HTTP#

HTTP (Hypertext Transfer Protocol) is a plain-text protocol used for communicating with a web server and retrieving information, this information could be things such as HTML pages, CSS, JavaScript, images etc.

Developed by Tim Berners-Lee and his team between 1989-1991
This protocol relies on TCP and defines how your web browser communicates with the web servers.
The HTTP spec ↗

HTTPS (Hypertext Transfer Protocol Secure) is the secure, encrypted version of the standard HTTP protocol.

It uses Transport Layer Security (TLS) to scramble data in transit, ensuring third parties cannot read it.
HTTP and HTTPS commonly use TCP ports 80 and 443.

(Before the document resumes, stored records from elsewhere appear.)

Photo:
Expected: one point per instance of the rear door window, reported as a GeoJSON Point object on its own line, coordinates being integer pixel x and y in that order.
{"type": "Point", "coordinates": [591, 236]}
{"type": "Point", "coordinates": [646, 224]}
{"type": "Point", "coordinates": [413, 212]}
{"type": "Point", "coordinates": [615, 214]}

After resolving the domain name to an IP address, the client will carry out the following two steps:

Establish a TCP three-way handshake with the target server
Communicate using the HTTP protocol; for example, issue HTTP requests, such as GET / HTTP/1.1

attachments/HTTP-img-202510091530

HTTP URL Structure#

URL : Uniform Resource Locator

http://user:password@example.com:80/fruits?id=1#apple
  |        |            |        |       |      |   |
scheme   user      Host/Domain  port   Path  Query Fragment

plaintext

Scheme: This is the portion of the URL that designates the underlying protocol to be used (for example, HTTP, FTP); it is followed by a colon and two forward slashes ( // ).
User: Some services require authentication to log in, you can put a username and password into the URL to log in.
Host: This is the IP address (numeric or DNS-based) for the web server being accessed; it usually follows the colon and two forward slashes.
Port: This optional portion of the URL designates the port number to which the target web server listens. (The default port number for HTTP servers is 80, but some configurations are set up to use an alternate port number.)
Path: This is the path from the “root” directory of the server to the desired resource. In this case, you can see that there is a directory called dir. (Keep in mind that, in reality, web servers may use aliasing to point to documents, gateways, and services that are not explicitly accessible from the server’s root directory.)
Path-segment-params: This is the portion of the URL that includes optional name/value pairs (that is, path segment parameters). A path segment parameter is typically preceded by a semicolon (depending on the programming language used), and it comes immediately after the path information. Path segment parameters are not commonly used. In addition, it is worth mentioning that these parameters are different from query-string parameters (often referred to as URL parameters ).
Query-string: This optional portion of the URL contains name/value pairs that represent dynamic parameters associated with the request. These parameters are commonly included in links for tracking and context-setting purposes. They may also be produced from variables in HTML forms. Typically, the query string is preceded by a question mark. Equals signs (=) separate names and values, and ampersands ( & ) mark the boundaries between name/value pairs.
Fragment: This is a reference to a location on the actual page requested. This is commonly used for pages with long content and can have a certain part of the page directly linked to it, so it is viewable to the user as soon as they access the page. (eg: example.com/#heading1)

HTTP Messages#

HTTP messages are packets of data exchanged between a user (the client) and the web server.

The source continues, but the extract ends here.